Arguments and Relationships
What the effects improper ways of communication, especially during arguments, can have on a relationship.
There’s no doubt about it: arguments, if properly and effectively carried out, can strengthen and evolve a relationship. However, if arguments become disrespectful, violent or malicious, they will bring a relationship to its knees and eventually to its death (sometimes prematurely).
Arguments can be good for any relationship. There are just a few rules that need to be followed so that the final outcome will be one that will advance the relationship instead of cripple it. Remember, just because you’re in the middle of an argument, it does not mean that you get a free pass to yell, call names, disrespect or give low blows. An argument is simply a difference of opinion. Unfortunately, because human nature gets in the way, it is very hard to control our emotions during an argument, and we give in to the adrenaline rush we feel when challenged. That’s when the nasty comes out.

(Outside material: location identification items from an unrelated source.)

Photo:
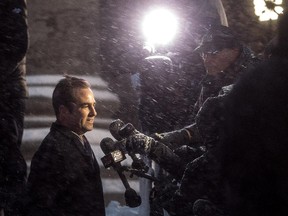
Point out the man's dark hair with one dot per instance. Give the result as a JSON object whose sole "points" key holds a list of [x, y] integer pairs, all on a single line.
{"points": [[63, 93]]}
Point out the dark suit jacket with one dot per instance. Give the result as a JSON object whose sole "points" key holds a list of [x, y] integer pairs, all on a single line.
{"points": [[63, 179]]}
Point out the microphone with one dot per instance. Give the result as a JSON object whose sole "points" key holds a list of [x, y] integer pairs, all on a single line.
{"points": [[114, 128], [120, 131], [107, 146], [112, 156]]}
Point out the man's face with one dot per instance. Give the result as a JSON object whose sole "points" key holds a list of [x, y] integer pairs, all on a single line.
{"points": [[217, 62], [81, 118]]}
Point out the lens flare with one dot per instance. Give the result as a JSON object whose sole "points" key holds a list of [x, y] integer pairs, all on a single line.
{"points": [[159, 27]]}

I speak from experience when I say that resorting to name-calling and low blows will not only turn your stomach but also want to make you turn your back. To the other person and to the relationship itself. I have been at the receiving end of such arguments. And while I used to yell and curse like a sailor, I stopped immediately after the other party let me know how much it hurts them when I do that. It wasn’t easy to make that change, I had fought that way my entire life. But I wanted to have a successful relationship. Unfortunately, the other person didn’t think the same rules applied to him and he continued to disrespect, low-blow and say some really malicious things to me, even after I begged him to work on controlling that kind of behavior during arguments. He promised to work on it but all I saw was a very minute change in how loud he was screaming.

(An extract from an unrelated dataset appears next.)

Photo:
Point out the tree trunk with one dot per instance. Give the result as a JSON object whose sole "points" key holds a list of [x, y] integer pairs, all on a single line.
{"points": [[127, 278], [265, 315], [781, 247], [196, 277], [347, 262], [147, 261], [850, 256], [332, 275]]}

Such lack of commitment to promises he made, as well as continued disrespect, forced me to eventually see him in a whole new light. And let me tell you, it wasn’t a halo above his head or golden rays of sunshine. Thoughts of leaving him started creeping in my mind and the more ineffective, frustrating arguments we had, the more I wanted to leave.
It took me a long time to leave though. Why? Because of the battle that had ensued between my head and my heart. I still had feelings for this person and when we weren’t fighting we could have a pretty good time. Also, our finances were joined and we lived together, which makes it harder to leave, from a financial point of view. But when I finally realized that I was lying to myself by trying to believe this relationship still had a chance, I finally said my good-byes.